Hexadecimal Characters in RegEx

**maestro371** · 04-11-2008

Hi there,

I'm trying to match a portion of a network packet (captured with libpcap) using RegEx. In this case, I want to identify if the packet is a DNS packet. Here is an example trace that I would like to match:

Code:

15:29:26.792551 IP 70.85.31.142.32868 > 67.18.92.7.53: 11852+ A? www.cnn.com. (29)
        0x0000:  4500 0039 0000 4000 4011 35b8 4655 1f8e
        0x0010:  4312 5c07 8064 0035 0025 e930 2e4c 0100
        0x0020:  0001 0000 0000 0000 0377 7777 0363 6e6e
        0x0030:  0363 6f6d 0000 0100 01

The www.cnn.com is pretty clear (77 7777 0363 6e6e 0363 6fdf). And I believe the third character from the end (0x01 - two bytes after the end of the domain name) indicates this is an A record request.

A regex of:

Code:

\\x63\\x6f\\x6d\\x00\\x00\\x01

should match this packet, but I can't seem to get it to work. Any ideas? Here is the code (note that the other matches work fine, but they are just matching ASCII characters):

Code:

#include <sys/types.h>
#include <regex.h>
#include "../common/common.h"


_Bool is_http(const u_char * payload);
_Bool is_ldap(const u_char * payload);
_Bool is_syslog(const u_char * payload);
_Bool is_dns(const u_char * payload);
_Bool evaluate(const u_char * payload, regex_t * pattern);

regex_t http_compiled, ldap_compiled, syslog_compiled, dns_compiled;
_Bool compiled = 0;

void compile() {
	regcomp (&http_compiled, "(GET / HTTP)|(HTTP/1\\.1)", REG_EXTENDED);
	regcomp (&ldap_compiled, "(cn=\\w*,?)|(dc=\\w*,?)|(ou=\\w*,?)", REG_EXTENDED);
	regcomp (&syslog_compiled, "<[0-9][0-9]?>\\w|/", REG_EXTENDED);
	regcomp (&dns_compiled, "\\x63\\x6f\\x6d\\x00\\x00\\x01", REG_EXTENDED); //matches 'A' record for .com
	compiled = 1;
}

_Bool is_http(const u_char * payload) {
	if(!compiled) compile();
	return(evaluate(payload, &http_compiled));
}

_Bool is_ldap(const u_char * payload) {
	if(!compiled) compile();
	return(evaluate(payload, &ldap_compiled));
}

_Bool is_syslog(const u_char * payload) {
	if(!compiled) compile();
	return(evaluate(payload, &syslog_compiled));
}

_Bool is_dns(const u_char * payload) {
	if(!compiled) compile();
	return(evaluate(payload, &dns_compiled));
}

_Bool evaluate(const u_char * payload, regex_t * pattern) {
	if((regexec (pattern, payload, 0, NULL, 0)) == 0) {
		return 1;
	} else return 0;
}

Thanks in advance for your help!

**Dino** · 04-11-2008

This was not trivial, but I got it working. Only took me about 3 hours.

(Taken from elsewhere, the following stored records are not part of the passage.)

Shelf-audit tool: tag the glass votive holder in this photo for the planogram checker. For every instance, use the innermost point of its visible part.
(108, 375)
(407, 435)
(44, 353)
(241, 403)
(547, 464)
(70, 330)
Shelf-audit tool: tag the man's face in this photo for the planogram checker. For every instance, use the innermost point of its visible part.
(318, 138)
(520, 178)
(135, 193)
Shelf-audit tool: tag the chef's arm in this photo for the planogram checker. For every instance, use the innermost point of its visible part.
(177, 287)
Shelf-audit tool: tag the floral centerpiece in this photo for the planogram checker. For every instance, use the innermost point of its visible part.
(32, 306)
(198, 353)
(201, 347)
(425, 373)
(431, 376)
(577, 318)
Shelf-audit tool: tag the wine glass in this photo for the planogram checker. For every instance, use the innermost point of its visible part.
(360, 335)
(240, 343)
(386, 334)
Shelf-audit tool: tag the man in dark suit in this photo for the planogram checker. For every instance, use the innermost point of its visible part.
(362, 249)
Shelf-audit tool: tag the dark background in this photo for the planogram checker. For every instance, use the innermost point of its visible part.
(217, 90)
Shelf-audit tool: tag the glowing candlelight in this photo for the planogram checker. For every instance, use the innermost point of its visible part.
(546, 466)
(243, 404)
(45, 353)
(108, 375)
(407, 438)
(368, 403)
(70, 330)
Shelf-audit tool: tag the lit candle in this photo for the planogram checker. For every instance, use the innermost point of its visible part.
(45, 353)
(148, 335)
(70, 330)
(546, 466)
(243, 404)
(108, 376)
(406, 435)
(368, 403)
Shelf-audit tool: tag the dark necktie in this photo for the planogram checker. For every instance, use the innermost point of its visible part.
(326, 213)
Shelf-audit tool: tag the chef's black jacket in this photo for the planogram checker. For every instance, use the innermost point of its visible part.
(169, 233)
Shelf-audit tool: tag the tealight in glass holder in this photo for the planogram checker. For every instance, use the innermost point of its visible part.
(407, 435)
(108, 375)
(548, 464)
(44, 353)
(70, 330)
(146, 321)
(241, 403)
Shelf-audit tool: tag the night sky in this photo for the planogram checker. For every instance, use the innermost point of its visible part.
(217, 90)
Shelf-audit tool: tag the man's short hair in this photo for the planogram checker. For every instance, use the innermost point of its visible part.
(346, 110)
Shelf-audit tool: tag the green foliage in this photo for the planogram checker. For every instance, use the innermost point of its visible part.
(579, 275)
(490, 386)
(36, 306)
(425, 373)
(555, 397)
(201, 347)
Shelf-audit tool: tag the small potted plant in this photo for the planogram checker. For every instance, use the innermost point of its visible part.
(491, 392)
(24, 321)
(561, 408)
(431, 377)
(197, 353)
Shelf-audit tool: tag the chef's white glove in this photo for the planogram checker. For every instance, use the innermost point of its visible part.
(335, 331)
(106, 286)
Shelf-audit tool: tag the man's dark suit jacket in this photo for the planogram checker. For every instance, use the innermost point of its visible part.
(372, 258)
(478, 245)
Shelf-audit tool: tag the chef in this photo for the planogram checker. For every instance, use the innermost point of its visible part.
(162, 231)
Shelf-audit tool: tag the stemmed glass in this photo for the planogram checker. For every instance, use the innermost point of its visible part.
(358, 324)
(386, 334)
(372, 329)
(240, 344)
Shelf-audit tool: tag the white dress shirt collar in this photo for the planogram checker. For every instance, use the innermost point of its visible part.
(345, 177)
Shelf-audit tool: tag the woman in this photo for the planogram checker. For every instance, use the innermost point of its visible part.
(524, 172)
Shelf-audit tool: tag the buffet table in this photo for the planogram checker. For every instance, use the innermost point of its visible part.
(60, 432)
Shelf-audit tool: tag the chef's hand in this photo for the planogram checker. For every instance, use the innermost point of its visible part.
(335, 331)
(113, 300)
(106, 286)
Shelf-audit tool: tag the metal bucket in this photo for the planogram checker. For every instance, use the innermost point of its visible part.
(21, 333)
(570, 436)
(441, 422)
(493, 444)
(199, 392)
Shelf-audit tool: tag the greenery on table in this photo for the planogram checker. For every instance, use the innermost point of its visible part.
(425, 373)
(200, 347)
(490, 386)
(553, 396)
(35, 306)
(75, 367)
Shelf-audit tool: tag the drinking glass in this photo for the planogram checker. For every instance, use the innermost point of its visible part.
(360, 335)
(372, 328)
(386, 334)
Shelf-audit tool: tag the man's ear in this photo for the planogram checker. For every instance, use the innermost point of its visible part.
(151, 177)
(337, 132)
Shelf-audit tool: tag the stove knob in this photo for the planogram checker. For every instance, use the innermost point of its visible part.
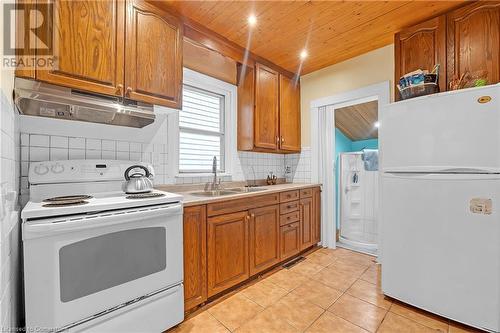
(57, 168)
(41, 169)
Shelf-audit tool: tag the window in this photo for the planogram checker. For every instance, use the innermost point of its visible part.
(201, 130)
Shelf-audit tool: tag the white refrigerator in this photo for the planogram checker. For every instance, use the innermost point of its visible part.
(440, 204)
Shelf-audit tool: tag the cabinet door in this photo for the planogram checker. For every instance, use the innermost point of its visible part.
(306, 222)
(473, 40)
(195, 256)
(289, 240)
(421, 47)
(87, 39)
(316, 229)
(153, 56)
(289, 114)
(227, 251)
(264, 238)
(266, 108)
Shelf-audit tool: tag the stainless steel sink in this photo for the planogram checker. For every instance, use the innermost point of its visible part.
(213, 193)
(246, 189)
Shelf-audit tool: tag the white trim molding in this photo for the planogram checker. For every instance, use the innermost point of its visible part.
(229, 91)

The exercise of implementing for your situation is left to you.

The keys to getting it working were specifying REG_STARTEND, REG_PEND and pmatch, and all their associated required settings. And, of course, correcting the pattern.

You're welcome!

Todd

**maestro371** · 04-12-2008

There are a number of elements here that are new to me; I'll have to spend some time digging through the regex structures and functions a bit more to fully grasp it.

Thanks for taking the time to work through this!

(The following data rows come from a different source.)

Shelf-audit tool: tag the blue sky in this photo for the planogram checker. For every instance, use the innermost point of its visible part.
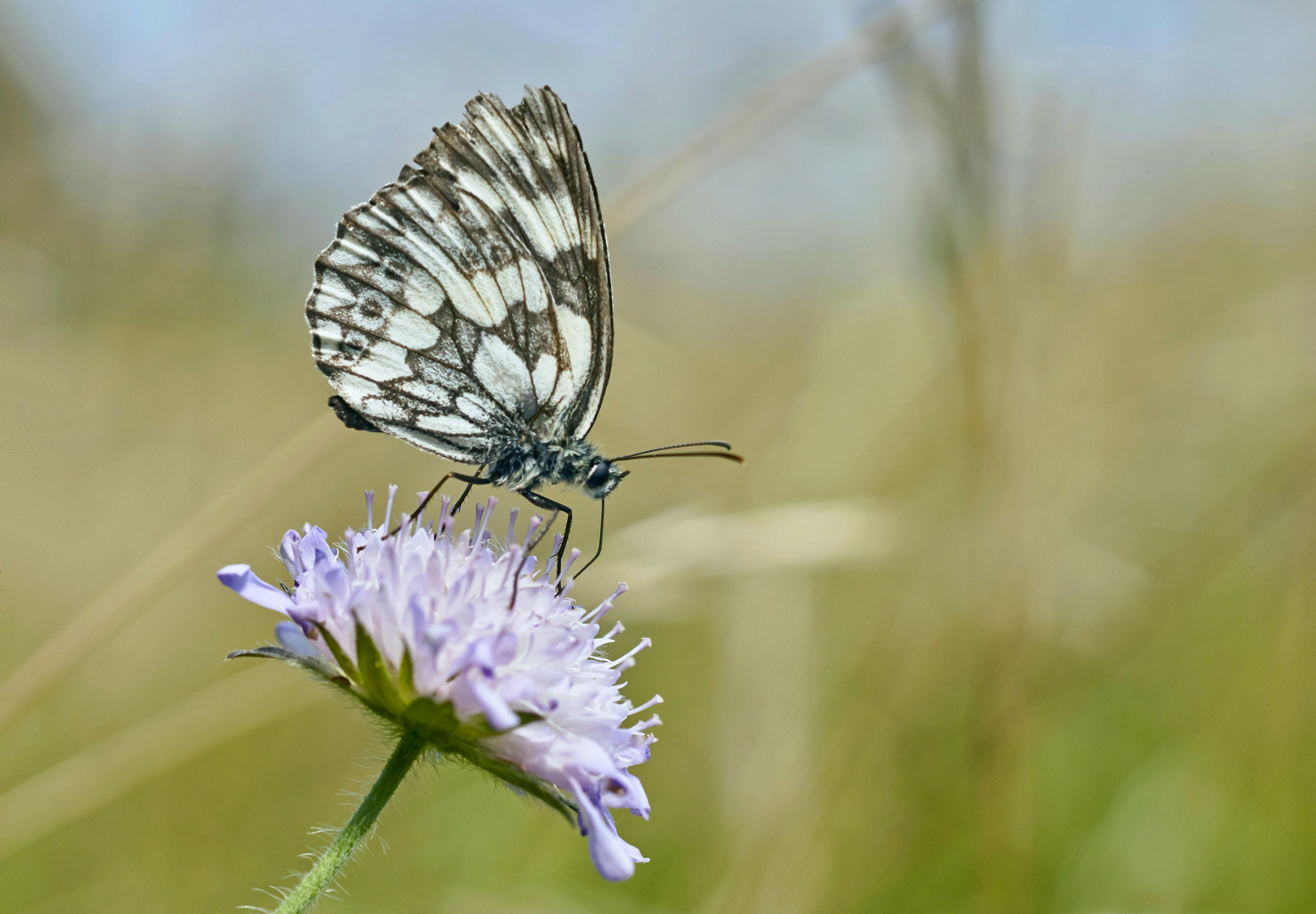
(312, 106)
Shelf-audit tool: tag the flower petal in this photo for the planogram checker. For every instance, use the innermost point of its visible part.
(242, 581)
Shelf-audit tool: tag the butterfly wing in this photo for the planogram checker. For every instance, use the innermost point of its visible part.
(470, 299)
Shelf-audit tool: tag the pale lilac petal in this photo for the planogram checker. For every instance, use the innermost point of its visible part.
(242, 581)
(614, 857)
(292, 640)
(486, 636)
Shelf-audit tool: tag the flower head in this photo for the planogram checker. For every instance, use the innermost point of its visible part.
(466, 643)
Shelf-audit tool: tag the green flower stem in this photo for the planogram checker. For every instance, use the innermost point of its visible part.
(324, 871)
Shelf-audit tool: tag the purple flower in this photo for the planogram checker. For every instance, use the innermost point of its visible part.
(458, 638)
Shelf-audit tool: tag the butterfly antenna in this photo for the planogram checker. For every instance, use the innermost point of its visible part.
(654, 451)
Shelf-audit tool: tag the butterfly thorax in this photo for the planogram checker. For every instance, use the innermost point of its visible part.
(526, 462)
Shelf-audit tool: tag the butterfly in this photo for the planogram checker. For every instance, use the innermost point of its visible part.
(466, 308)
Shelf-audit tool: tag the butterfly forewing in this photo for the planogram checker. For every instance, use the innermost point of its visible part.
(470, 297)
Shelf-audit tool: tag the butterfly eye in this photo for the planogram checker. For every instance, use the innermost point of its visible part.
(597, 476)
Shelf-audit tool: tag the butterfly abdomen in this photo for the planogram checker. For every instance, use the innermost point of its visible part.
(526, 463)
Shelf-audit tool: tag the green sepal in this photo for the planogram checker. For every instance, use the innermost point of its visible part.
(370, 683)
(438, 725)
(516, 778)
(405, 679)
(317, 666)
(375, 680)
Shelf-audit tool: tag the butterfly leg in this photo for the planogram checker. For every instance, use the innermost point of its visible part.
(461, 498)
(603, 503)
(555, 507)
(464, 477)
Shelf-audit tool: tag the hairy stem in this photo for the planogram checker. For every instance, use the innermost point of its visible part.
(324, 871)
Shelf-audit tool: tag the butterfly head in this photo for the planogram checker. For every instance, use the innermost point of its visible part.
(603, 477)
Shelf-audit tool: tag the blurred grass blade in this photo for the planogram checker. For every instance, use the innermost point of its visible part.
(102, 774)
(165, 565)
(741, 128)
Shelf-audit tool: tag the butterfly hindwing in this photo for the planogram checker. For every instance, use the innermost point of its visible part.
(471, 296)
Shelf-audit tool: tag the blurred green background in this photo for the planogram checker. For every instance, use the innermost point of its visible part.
(1014, 608)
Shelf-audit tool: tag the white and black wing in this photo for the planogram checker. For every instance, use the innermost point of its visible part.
(470, 299)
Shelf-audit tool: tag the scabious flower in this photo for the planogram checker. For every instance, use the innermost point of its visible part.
(465, 642)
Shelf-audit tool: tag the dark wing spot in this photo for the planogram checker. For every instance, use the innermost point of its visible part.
(349, 416)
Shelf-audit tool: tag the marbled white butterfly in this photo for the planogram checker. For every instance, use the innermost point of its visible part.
(467, 308)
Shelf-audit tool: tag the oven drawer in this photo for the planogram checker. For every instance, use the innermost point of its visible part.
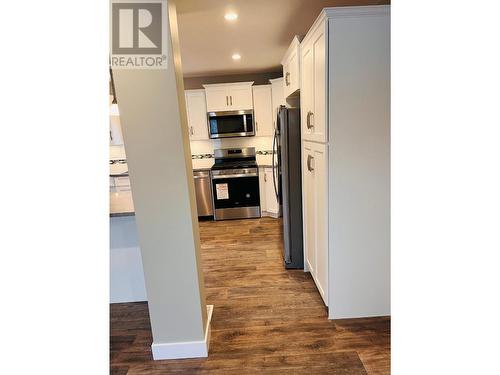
(236, 191)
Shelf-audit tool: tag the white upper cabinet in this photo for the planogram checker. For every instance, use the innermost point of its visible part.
(196, 109)
(263, 111)
(313, 84)
(291, 68)
(229, 96)
(278, 97)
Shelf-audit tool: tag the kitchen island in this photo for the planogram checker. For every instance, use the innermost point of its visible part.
(125, 262)
(126, 272)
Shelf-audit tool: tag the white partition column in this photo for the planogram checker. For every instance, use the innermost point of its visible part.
(153, 118)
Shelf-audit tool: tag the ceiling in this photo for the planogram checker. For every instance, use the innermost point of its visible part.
(261, 34)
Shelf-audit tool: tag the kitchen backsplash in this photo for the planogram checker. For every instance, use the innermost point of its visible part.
(208, 146)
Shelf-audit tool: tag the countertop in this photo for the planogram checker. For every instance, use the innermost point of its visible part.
(121, 203)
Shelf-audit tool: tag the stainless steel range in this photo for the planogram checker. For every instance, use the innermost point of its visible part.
(235, 184)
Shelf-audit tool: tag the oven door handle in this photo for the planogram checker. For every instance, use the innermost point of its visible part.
(219, 176)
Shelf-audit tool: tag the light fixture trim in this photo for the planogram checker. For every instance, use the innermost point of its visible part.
(231, 16)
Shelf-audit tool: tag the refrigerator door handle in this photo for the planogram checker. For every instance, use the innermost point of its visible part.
(274, 164)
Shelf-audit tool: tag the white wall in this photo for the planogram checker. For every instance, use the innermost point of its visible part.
(154, 124)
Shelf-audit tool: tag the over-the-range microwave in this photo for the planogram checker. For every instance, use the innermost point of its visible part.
(225, 124)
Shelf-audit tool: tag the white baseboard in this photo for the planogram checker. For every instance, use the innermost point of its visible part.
(187, 349)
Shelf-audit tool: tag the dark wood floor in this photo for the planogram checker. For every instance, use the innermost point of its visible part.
(265, 320)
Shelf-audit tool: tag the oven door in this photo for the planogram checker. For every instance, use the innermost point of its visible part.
(236, 196)
(230, 124)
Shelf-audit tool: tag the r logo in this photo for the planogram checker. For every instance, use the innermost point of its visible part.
(136, 28)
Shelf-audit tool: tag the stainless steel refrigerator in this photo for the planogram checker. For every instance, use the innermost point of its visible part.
(288, 183)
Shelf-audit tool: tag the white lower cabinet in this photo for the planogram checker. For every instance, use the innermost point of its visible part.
(315, 206)
(268, 203)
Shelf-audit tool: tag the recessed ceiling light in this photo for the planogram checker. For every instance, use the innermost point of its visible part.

**maestro371** · 04-12-2008

Originally Posted by Todd Burch

This was not trivial, but I got it working. Only took me about 3 hours.

The exercise of implementing for your situation is left to you.

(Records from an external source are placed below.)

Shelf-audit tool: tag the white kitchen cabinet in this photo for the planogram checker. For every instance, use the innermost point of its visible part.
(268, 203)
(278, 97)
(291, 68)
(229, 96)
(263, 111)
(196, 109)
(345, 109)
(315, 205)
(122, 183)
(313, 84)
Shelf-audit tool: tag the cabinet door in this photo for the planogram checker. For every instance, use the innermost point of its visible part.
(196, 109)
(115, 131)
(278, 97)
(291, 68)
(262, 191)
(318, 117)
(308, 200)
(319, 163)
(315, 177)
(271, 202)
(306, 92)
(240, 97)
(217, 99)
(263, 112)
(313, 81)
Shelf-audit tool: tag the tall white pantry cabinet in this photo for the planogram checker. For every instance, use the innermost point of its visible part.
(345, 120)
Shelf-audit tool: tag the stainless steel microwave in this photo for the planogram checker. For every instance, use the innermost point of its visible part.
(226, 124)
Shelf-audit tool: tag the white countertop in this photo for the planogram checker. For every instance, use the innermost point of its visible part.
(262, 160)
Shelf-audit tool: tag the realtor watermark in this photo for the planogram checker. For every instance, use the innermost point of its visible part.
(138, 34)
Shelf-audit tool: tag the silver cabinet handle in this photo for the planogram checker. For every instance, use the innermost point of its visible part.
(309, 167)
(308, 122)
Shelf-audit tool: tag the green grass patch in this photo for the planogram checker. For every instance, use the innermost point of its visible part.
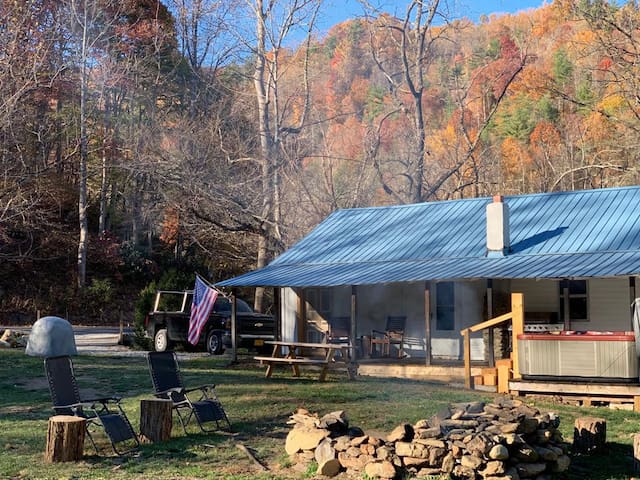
(258, 409)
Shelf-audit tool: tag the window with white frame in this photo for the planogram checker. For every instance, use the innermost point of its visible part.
(574, 299)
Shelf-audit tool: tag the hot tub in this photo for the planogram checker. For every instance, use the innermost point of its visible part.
(596, 356)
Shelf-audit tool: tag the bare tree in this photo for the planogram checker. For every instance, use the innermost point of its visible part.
(407, 50)
(274, 23)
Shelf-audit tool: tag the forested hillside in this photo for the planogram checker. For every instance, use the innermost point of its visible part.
(143, 140)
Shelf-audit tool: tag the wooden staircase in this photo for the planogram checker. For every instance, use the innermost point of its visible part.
(498, 376)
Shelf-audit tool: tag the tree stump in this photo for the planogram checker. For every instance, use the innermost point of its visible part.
(155, 419)
(65, 439)
(589, 435)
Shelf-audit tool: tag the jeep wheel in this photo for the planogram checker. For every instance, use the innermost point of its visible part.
(161, 340)
(214, 343)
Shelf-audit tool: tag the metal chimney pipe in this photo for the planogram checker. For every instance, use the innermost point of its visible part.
(497, 214)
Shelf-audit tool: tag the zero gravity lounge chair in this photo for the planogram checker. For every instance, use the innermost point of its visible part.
(105, 412)
(167, 384)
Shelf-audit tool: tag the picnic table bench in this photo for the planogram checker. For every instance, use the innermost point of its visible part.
(290, 353)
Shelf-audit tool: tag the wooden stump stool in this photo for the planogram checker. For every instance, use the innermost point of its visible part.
(65, 439)
(589, 435)
(155, 419)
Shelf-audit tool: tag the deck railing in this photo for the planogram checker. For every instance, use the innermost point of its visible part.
(516, 316)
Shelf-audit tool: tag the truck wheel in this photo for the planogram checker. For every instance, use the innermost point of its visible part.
(214, 343)
(161, 340)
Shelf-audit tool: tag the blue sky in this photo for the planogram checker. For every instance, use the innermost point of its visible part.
(337, 11)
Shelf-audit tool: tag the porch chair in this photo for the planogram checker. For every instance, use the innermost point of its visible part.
(103, 412)
(339, 330)
(167, 384)
(393, 334)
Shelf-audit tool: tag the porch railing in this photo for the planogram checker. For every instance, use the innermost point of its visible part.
(516, 316)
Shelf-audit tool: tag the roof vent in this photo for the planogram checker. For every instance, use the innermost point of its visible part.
(497, 227)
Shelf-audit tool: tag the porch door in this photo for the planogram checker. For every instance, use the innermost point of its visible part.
(445, 331)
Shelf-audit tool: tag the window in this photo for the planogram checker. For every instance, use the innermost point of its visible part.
(445, 306)
(576, 301)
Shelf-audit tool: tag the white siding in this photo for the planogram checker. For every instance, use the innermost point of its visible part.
(609, 305)
(539, 295)
(288, 307)
(469, 303)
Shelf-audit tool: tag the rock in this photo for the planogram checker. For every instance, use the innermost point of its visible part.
(530, 469)
(353, 463)
(471, 461)
(6, 336)
(368, 449)
(413, 462)
(494, 467)
(526, 453)
(430, 442)
(436, 455)
(384, 452)
(431, 432)
(509, 427)
(479, 445)
(380, 470)
(408, 449)
(561, 464)
(342, 443)
(329, 468)
(499, 452)
(50, 337)
(356, 442)
(448, 463)
(421, 424)
(429, 472)
(546, 454)
(528, 425)
(324, 451)
(304, 438)
(401, 433)
(335, 422)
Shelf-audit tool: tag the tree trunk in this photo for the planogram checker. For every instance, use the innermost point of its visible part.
(65, 439)
(589, 435)
(84, 154)
(156, 419)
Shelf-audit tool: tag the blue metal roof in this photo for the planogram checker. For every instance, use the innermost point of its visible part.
(580, 234)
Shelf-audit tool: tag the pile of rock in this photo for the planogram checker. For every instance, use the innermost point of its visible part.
(506, 439)
(10, 339)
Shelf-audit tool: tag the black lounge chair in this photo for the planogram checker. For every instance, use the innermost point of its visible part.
(167, 384)
(392, 335)
(105, 412)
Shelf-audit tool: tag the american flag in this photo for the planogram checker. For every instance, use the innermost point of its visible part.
(203, 299)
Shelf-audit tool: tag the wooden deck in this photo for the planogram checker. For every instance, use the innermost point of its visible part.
(587, 394)
(413, 369)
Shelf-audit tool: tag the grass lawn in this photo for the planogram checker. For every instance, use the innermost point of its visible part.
(258, 409)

The keys to getting it working were specifying REG_STARTEND, REG_PEND and pmatch, and all their associated required settings. And, of course, correcting the pattern.

You're welcome!

Todd

It looks like I might have to switch my development to a BSD variant. I've been working on Ubuntu (Gutsy) Linux and Debian (Etch). The REG_PEND, re_endp, and REG_ITOA elements all seem to be implementation choices that haven't been integrated into Linux yet (from what I can tell).

Those portions of the code compile and execute perfectly on my Mac OS X client but not on the target build system. I'll dig a bit more to find working alternatives for Linux, but might end up just loading FreeBSD on my target system to see if that's a better fit. Most of my other code should be pretty portable.

I'll let you know what I learn!

**maestro371** · 04-12-2008

I started just tweaking your code a bit to remove the parts that made Linux stumble and appear to have made it work, although I'm still investigating the ramifications. Here's what I changed:

1. I defined REG_ITOA as 0400 (#define REG_ITOA 0400) because I found a reference to that value in a Google search.
2. I changed "REG_PEND" to "0".
3. I pointed "myregex->re_endp" to "myregex->buffer".

I think that last one might be a really bad idea, and I'm reading about what those structure elements all do. From an initial glance, it looked like "buffer" and "re_endp" might serve similar purposes, but I could be completely wrong.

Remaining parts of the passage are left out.